Tomorrow’s round table is an example of learning about and borrowing from practices elsewhere that have proved successful. We have to continue to study and to import practices that work. That is why, in the coming weeks, Health Canada will be organizing a delegation of its officials and non-government organizations to visit places such as California and Massachusetts where innovative strategies on youth smoking have been developed. Let’s go and see for ourselves what they do that works and at the same time let’s share with them some of the ground-breaking work done right here in Canada.
And let me say, having mentioned Health Canada, it’s not often emphasized but we have, at Health Canada, a team of committed and hard-working officials who have responded with enthusiasm and vigour to my call to organize and act on an aggressive agenda. I want to thank Ian Potter and his team for the hard work they have done in putting together the proposals for today’s announcement. Thanks Ian.
I want to emphasize one other thing before I conclude. I do not regard the initiatives that I have described today as a replacement for the kind of effort that was envisioned in S-13, the Bill that came out of the Senate. While the measures announced today are valuable and are effective in their own right, they are not, and they are certainly not intended to be in place of a strong, well-funded strategy against youth smoking.
I see Senator Colin Kenny here today and my colleague, Dr. Carolyn Bennett. They are to be congratulated for their commitment and tenacity to keep this subject so high on the public agenda. I thank you. And for my own part, I want to assure you I will continue to advocate strongly on behalf of an initiative like S-13, or an alternative that meets the standard that it has established. Later this week I am going to announce the composition of a caucus committee that will be asked to develop proposals in this regard.

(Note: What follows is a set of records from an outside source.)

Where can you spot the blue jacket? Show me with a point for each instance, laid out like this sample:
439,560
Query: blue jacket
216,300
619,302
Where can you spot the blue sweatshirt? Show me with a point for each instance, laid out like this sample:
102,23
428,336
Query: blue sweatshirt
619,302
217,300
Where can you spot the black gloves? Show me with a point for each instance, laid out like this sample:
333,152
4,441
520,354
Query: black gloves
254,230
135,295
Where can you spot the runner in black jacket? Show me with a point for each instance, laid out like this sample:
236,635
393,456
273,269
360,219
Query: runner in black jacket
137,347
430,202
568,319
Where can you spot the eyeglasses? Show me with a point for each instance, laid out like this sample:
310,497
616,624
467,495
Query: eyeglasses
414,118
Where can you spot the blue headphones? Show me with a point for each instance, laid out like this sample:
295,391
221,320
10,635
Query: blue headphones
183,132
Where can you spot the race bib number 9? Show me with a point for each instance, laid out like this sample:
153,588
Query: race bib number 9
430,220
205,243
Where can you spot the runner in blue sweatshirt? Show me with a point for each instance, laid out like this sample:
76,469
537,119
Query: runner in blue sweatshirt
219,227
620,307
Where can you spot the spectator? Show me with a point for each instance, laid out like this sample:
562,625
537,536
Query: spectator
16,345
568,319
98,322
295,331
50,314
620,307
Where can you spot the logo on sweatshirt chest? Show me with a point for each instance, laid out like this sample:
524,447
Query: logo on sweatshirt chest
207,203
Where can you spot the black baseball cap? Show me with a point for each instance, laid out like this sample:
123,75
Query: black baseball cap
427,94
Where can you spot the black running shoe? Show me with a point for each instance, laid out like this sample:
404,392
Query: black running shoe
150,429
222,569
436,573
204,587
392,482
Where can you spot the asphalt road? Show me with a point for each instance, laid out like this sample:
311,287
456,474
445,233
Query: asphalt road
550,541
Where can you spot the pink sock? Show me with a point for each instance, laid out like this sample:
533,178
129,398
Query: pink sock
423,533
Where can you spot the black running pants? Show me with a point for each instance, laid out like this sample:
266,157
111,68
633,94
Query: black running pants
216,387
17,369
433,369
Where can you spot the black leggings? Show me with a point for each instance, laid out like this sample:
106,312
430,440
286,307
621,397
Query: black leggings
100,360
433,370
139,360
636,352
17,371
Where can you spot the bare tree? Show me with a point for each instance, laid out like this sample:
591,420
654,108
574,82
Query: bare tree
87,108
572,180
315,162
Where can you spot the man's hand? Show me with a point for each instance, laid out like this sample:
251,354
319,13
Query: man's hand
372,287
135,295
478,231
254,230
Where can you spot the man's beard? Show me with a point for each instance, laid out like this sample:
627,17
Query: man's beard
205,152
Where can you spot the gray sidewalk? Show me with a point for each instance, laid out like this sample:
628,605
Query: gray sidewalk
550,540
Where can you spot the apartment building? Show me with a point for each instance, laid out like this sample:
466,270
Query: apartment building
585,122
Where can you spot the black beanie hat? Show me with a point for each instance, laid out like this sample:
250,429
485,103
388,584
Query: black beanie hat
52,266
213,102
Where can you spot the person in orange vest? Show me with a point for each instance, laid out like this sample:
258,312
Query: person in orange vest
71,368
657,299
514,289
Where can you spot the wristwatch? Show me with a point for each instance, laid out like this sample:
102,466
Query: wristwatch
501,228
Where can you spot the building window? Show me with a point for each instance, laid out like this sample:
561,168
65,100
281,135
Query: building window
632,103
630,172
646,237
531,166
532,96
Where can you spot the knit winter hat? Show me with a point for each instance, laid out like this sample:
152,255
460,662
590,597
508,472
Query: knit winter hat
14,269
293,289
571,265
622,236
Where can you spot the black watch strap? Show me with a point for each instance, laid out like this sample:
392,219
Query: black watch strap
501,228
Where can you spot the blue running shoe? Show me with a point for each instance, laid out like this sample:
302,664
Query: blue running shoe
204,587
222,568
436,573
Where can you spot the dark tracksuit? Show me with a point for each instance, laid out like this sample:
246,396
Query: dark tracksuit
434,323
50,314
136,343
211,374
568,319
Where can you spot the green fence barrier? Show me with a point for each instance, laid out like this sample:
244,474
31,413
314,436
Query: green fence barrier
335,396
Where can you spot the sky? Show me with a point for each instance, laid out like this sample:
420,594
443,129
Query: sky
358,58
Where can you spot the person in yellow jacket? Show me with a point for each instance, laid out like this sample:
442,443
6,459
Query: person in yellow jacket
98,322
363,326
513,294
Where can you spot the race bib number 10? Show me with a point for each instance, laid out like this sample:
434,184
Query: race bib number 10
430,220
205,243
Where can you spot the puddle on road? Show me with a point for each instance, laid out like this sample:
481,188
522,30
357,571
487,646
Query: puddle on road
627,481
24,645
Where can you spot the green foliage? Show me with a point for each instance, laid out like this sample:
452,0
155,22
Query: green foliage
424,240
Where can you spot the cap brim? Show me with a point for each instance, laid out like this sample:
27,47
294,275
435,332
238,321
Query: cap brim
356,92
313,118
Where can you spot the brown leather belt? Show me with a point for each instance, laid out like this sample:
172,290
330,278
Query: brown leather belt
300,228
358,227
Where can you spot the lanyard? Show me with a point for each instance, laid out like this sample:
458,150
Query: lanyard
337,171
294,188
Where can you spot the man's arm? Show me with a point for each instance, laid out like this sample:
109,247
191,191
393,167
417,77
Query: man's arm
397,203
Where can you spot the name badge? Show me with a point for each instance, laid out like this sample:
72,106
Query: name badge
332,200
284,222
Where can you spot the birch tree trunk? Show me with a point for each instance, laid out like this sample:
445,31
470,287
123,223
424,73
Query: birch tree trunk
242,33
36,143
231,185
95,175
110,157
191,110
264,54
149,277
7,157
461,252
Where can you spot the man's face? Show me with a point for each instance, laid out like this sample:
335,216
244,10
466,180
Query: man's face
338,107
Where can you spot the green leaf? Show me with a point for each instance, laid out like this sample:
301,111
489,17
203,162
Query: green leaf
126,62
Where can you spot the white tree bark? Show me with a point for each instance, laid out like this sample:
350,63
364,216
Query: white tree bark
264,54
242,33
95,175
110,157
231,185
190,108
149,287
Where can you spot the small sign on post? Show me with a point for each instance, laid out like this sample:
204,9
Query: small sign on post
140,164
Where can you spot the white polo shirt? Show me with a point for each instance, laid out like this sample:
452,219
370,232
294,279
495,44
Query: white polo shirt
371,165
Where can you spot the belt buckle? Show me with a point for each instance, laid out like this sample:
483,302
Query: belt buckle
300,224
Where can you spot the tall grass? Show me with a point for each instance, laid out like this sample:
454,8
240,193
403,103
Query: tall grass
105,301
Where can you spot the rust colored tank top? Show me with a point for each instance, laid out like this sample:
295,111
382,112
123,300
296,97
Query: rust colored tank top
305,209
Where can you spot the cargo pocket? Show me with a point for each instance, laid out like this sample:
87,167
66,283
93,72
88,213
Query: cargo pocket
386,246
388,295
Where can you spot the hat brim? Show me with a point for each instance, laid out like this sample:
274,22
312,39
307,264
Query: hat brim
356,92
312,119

Now let me conclude by acknowledging that tobacco is a complex and a powerful adversary. Smoking is addictive. Its influence sometimes seems pervasive. It is part of the daily ritual of almost seven million Canadians and it is going to take a sustained and a long term effort by all partners to achieve our public health goals.
But those challenges give us every reason to get down to work and I am here today to tell you as Canada’s Minister of Health that I am fully committed to our common cause.
Over the years, the partnership between health ministers and health groups has produced some very substantial gains on the subject of tobacco use. Smoking bans that were thought of as radical 20 years ago are now commonplace. Public awareness of smoking risks has never been higher. And our new Tobacco Act sets a world standard for anti-tobacco legislation.
It is now up to us, those of us in this room, those whom we represent, and me, as Minister of Health, to sustain that effort and to make further progress, step by step, to use all available tools as shrewdly as we can, and above all, to speak with one voice in serving notice on those who have a different interest that we shall continue until we prevail.
Thank you very much for having invited me here today.